Still another unrelinquishable gain has come with the proof— for which the non-combatant has been the corpus vile of experiment— that, even short of ‘giving till it hurts,’ there has been hitherto a vast unexercised force of giving which does not hurt at all. This force has lain comparatively idle in the hands of those who are now finding themselves content with a smaller annual surplus, and of that immensely greater number who have learned to extend the area of their own self-denials. The proof has been merely a part of the sorely needed lesson that the individual service of the common good can be immeasurably increased. It is not taught otherwise than by the constant drilling of the civilian population; but through its means ‘the great society,’ ‘ the kingdom of heaven,’ — call it what you will, — may some day be established among men.
V
This, truly, is a quintessential object of the war. Its attainment has become possible only at the terrific cost the world is now paying for it; but the end is so supremely worth winning that the cost must be paid. There is just one thought, a thought of the cynical noncombatant, and combatant, mind, that quenches the liveliest zeal for a conclusion of the whole prodigious business. It is a thought which finds expression in the sinister phrases: ‘Man always has been and always will be a
fighting animal; this war will be followed by others so long as the race endures.’ If that, beyond question, is the fact, no manual of arms will avail either the fighting or the helping force anything but the satisfaction of exhibition drills. One peace would be nearly as good as another; for, whatever its terms, it would be nothing but a truce. If the toll paid and still payable is exacted without a compensating hope, or faith, that nothing like it will ever again be asked of man, then indeed it is all an infinitely vain thing.
Only omniscience can pronounce the sinister saying positively false; but until it is proved true, — and there again omniscience is needed, — it is for finite minds to reject the ignominy of its acceptance.
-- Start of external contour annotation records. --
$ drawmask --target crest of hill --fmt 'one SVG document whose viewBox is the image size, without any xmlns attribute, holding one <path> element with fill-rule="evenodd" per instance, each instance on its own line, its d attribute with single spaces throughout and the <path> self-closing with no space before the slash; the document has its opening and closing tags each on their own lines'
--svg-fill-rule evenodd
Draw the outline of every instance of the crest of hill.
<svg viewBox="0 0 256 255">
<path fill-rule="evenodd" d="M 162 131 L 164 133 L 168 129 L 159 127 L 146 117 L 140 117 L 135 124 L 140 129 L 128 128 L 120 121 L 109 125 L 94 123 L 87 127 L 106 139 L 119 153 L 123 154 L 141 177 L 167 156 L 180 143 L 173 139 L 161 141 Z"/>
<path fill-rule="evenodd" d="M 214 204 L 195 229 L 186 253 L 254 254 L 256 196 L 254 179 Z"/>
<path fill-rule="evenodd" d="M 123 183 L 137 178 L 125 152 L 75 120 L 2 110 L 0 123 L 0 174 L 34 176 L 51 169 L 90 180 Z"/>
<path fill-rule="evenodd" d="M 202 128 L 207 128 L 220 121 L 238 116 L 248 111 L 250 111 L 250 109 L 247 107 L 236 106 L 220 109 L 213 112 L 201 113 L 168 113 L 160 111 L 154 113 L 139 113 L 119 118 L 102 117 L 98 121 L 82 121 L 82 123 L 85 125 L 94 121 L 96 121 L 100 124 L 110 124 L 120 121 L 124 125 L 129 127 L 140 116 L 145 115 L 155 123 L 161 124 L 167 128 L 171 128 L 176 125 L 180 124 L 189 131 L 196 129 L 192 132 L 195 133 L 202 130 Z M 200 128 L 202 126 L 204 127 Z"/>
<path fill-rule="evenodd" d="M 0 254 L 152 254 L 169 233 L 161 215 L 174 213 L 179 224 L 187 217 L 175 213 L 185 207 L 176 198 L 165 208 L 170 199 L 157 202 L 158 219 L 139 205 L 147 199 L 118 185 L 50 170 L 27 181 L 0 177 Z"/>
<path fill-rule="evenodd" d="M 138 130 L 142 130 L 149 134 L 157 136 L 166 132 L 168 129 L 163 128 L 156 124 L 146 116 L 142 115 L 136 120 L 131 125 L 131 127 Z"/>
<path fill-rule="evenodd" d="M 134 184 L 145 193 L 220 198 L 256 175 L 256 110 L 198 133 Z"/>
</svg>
The horizon of the hopes of man is never quite so clear that the exact moment of sunrise or of sunset may be marked. But a great millennial hope is none the less to be treasured as the goal of all striving. Just when its object will be reached—if that object be an enduring peace, and if the means for securing it be that perpetual alliance of free nations which now appears to embody the most promising plan yet devised for its attainment — none may certainly declare. But whatever methods may be pursued to this end, the hope behind it, and the confidence that it is a reasonable and righteous hope, are the highest justifications for everything that everybody can do to achieve the victory of the Allies with whom our nation is joined. There is no weapon in the spiritual armor of the non-combatant that needs more constantly to be kept bright.